I genuinely like the premise for Fox’s new sitcom, Outmatched, and I appreciate that it gives Maggie Lawson (Psych) some work, along with Tisha Campbell and former SNL cast member, Finesse Mitchell (Jason Biggs is also in this, too, for what that’s worth). However, the show itself, which comes from creator Lon Zimmet, is unsalvageably bad in its execution.
Outmatched is about blue-collar parents, Mike and Kay (Biggs and Lawson), who have been blessed/cursed with three geniuses for children, plus one regular dumb child who mispronounces words but delivers the moral lesson.

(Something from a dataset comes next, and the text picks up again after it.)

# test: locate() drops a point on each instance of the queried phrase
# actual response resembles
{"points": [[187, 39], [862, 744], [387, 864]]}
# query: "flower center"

Mike and Kay love their three genius children, but they are “outmatched” by their intellect. I genuinely like the idea of a fish-out-of-water premise where the parents are the fish, and here, there’s an occasional glimmer of cleverness (I like that Mike and Kay disappear into the basement to smoke pot and escape their competitive child prodigies, and Mike delivers one clever line, “I used guilt. It’s bullying, but from the heart”), but the humor leans heavily on broad stereotypes about nerdy kids.

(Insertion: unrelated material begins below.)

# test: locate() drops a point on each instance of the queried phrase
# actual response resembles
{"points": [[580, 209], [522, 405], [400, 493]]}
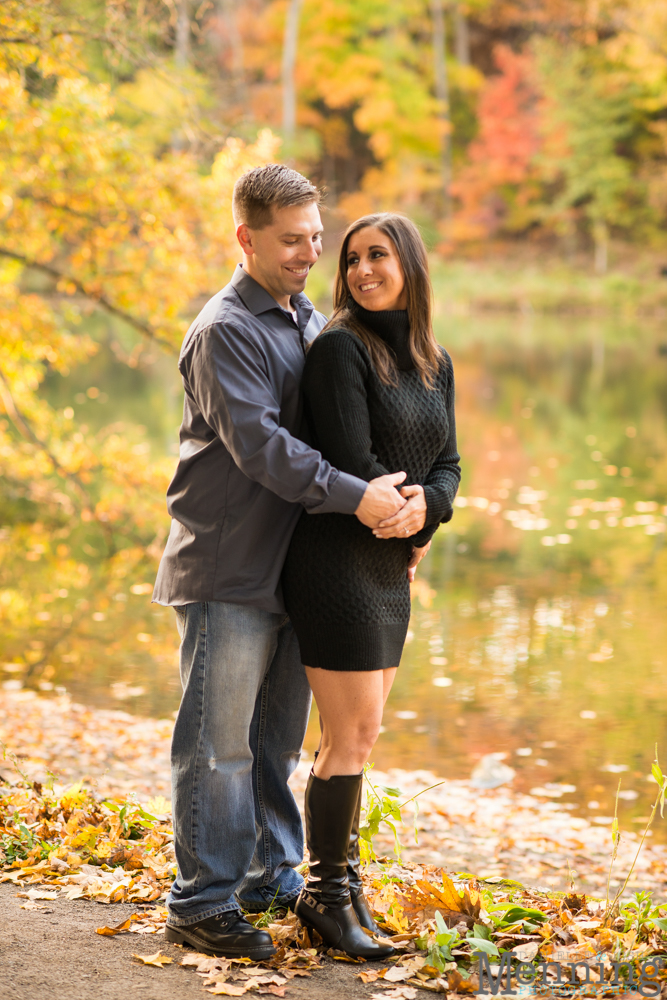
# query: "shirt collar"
{"points": [[258, 300]]}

It’s basically the family sitcom version of Big Bang Theory — Young Sheldon, but with siblings — complete with an obnoxious laugh track. Like Big Bang Theory, it’s designed to make people who do not value intelligence feel smarter about their choices, because it’s the pot-smoking parents — Mike is in construction, and Kay works in a casino — who are the relatable characters, while the smart kids are seen by both the parents and the audience as oddities. The parents teach the children lessons about valuing emotional connections over the pursuit of knowledge, and Biggs gets to deliver the sort of self-righteous line that every parent has ever delivered to their academically superior offspring: “For as smart as you guys are, you’re a bunch of dummies.” (My father’s version was, “For a college boy, Duuuuusty, you shore aren’t very bright.”) In the end, of course, it’s the non-genius kid who helps her smarter siblings navigate the parent-child relationship in the pilot episode, while Mike — who is both the dumb Dad and the dumb husband — sets a singing fish on fire.
I love Lawson, and she acquits herself well here, while Biggs has mastered the schlubby sitcom husband whose wife is way out of his league, but ultimately, Outmatched is just a collection of sitcom tropes remixed into a sort of bland King of Queens crossed with Big Bang Theory paste. It’s not good, but it’s the kind of bad sitcom that will either be quickly canceled or run for 11 seasons.